I had every right in the world to stand where I did without the threat of violence. It distresses me greatly to think most people feel I should adjust my behaviour to suit the situation - and not the males of the audience who were creating the situation - and the band that did nothing to dispel the situation.
As a band you have a responsibility toward your fans. I don't believe you couldn't have seen what was ocurring in the audience. You spent a large part of the show in the audience. Security were pulling out stage divers - however their role is merely crisis management. Cultural change doesn't come about by stage divers being plucked from the audience while the band plays on, ignoring what, clear as day, is ocurring.
Next time you play a live show, please remember that it's not very nice to alienate half your fans - the women. It's NOT cool to have fans become violent - it's not a signifier that your music is superior. All this behaviour does is feed an ape-like, male mentality that disregards women and perpetuates sexism in an industry that is already plagued by it. You have a responsibility as a band playing live to take care of your fans, you have a responsibility as a human being to make sure your actions don't exacerbate any violent situation.
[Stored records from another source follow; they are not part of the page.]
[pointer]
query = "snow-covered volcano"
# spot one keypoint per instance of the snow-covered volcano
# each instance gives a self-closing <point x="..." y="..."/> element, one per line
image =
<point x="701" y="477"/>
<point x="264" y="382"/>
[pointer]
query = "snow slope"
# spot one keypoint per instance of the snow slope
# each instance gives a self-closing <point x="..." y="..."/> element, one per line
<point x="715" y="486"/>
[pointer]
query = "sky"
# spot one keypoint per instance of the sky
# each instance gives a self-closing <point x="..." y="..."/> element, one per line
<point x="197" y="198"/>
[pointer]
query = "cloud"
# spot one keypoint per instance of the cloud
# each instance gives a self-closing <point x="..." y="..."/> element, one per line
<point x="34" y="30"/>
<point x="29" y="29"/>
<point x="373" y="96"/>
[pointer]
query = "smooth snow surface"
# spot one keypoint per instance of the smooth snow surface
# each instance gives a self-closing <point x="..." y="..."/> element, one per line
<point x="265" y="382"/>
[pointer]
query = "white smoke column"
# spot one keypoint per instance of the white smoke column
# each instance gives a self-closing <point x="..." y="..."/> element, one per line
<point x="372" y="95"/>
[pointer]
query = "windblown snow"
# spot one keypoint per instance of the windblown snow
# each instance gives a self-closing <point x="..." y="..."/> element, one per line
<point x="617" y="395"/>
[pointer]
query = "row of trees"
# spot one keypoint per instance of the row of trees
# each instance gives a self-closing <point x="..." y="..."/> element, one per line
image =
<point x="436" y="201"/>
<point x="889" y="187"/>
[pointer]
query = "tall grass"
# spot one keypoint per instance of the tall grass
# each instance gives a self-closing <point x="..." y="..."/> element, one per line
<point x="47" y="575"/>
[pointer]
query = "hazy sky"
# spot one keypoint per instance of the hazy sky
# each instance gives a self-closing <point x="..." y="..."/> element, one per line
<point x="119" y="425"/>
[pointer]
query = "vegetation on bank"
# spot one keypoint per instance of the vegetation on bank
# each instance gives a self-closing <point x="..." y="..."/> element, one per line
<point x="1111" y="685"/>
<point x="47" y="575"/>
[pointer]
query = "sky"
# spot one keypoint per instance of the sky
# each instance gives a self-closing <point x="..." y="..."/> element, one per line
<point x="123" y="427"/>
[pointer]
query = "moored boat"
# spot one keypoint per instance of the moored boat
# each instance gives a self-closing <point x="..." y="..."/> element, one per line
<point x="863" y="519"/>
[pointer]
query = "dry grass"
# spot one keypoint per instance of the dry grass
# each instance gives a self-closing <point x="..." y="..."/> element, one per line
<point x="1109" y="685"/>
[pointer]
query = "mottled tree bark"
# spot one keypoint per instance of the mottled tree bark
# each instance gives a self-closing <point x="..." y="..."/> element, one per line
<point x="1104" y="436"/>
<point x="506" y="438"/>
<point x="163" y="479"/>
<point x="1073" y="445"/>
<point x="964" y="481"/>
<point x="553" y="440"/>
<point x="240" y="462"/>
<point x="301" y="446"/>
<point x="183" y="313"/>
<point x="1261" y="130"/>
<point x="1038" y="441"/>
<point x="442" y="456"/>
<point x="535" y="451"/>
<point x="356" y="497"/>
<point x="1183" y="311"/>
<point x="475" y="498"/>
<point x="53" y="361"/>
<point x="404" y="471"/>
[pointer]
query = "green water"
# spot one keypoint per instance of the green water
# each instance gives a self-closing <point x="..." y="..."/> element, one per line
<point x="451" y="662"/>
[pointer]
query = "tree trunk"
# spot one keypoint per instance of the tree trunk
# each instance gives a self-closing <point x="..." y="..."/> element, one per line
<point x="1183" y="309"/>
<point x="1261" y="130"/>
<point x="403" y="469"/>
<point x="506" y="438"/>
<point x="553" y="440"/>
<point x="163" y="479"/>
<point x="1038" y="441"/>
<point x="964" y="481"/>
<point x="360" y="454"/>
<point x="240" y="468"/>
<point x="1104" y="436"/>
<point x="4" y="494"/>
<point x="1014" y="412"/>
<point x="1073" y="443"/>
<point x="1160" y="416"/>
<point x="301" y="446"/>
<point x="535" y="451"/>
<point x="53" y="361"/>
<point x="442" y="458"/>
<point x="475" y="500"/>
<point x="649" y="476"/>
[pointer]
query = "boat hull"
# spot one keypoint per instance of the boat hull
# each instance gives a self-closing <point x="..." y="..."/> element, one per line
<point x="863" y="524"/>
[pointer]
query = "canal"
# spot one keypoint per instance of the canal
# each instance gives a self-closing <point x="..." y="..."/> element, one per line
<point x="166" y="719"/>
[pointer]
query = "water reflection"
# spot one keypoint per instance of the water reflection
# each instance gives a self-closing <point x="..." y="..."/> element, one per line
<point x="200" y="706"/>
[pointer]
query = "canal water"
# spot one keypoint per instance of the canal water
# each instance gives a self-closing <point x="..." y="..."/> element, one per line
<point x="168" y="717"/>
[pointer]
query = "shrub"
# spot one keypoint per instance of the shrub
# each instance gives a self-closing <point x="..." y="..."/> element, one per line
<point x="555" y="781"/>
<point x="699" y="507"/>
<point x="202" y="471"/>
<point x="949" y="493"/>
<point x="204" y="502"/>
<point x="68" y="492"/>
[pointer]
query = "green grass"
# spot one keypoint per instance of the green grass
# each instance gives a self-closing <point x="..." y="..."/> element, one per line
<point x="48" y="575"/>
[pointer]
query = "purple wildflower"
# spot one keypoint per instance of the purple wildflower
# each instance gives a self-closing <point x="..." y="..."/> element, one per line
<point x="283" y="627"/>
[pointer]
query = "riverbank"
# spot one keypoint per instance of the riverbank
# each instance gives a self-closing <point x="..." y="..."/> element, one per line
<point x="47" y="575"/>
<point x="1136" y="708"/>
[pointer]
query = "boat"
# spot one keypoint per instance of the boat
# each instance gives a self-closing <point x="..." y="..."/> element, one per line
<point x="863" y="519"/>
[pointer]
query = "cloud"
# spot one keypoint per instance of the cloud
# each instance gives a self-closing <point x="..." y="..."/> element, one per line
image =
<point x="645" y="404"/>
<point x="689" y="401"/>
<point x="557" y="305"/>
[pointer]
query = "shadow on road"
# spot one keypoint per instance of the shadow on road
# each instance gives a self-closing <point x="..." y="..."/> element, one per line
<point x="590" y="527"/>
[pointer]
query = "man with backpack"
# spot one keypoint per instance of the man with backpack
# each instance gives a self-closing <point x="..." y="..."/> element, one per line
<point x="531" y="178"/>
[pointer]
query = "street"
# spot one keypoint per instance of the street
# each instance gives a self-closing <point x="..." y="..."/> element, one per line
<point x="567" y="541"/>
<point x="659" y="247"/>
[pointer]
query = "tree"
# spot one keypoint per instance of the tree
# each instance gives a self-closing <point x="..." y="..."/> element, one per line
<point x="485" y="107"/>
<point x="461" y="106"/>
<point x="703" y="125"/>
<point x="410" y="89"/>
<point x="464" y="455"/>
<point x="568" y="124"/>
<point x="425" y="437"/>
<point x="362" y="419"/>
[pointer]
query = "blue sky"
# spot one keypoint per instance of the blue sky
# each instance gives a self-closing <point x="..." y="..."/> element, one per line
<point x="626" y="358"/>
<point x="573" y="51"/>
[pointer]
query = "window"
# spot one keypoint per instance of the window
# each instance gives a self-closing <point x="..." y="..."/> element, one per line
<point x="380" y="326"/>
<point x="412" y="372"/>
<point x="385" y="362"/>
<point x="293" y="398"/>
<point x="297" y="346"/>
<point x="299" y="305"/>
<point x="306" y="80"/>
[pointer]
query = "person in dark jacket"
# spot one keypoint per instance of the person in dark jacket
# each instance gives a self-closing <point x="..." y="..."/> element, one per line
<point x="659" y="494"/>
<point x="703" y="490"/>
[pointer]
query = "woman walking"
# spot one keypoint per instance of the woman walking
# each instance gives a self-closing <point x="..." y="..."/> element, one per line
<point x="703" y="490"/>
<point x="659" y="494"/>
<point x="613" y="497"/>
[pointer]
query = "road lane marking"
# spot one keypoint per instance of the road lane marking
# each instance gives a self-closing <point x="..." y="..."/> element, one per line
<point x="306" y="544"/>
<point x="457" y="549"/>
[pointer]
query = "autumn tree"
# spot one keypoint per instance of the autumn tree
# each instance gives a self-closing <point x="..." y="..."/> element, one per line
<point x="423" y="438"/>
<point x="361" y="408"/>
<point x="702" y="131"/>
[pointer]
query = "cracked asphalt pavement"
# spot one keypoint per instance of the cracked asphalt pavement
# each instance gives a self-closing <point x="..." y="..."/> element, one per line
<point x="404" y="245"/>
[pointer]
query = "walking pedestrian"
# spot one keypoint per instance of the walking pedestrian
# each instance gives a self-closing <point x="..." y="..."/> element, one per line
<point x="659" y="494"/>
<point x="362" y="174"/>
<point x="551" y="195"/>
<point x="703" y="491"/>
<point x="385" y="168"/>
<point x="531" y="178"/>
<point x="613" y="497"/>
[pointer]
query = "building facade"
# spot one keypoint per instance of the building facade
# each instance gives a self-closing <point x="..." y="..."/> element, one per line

And for the record for anyone who has already formed an opinion of me -
I am a FEMINIST and proud.
Feminism is not a dirty word
I have been going to shows for 17 years and rocked out to plenty without the threat of violence. It is not a utopian ideal constricted to sleater kinney or fugazi fans.
The ethos of punk rock never had anything to do with male bravado cock rocking violence.
To all bands and male concert fans - please, put your dicks back in your pants, play some music and respect the person next to you.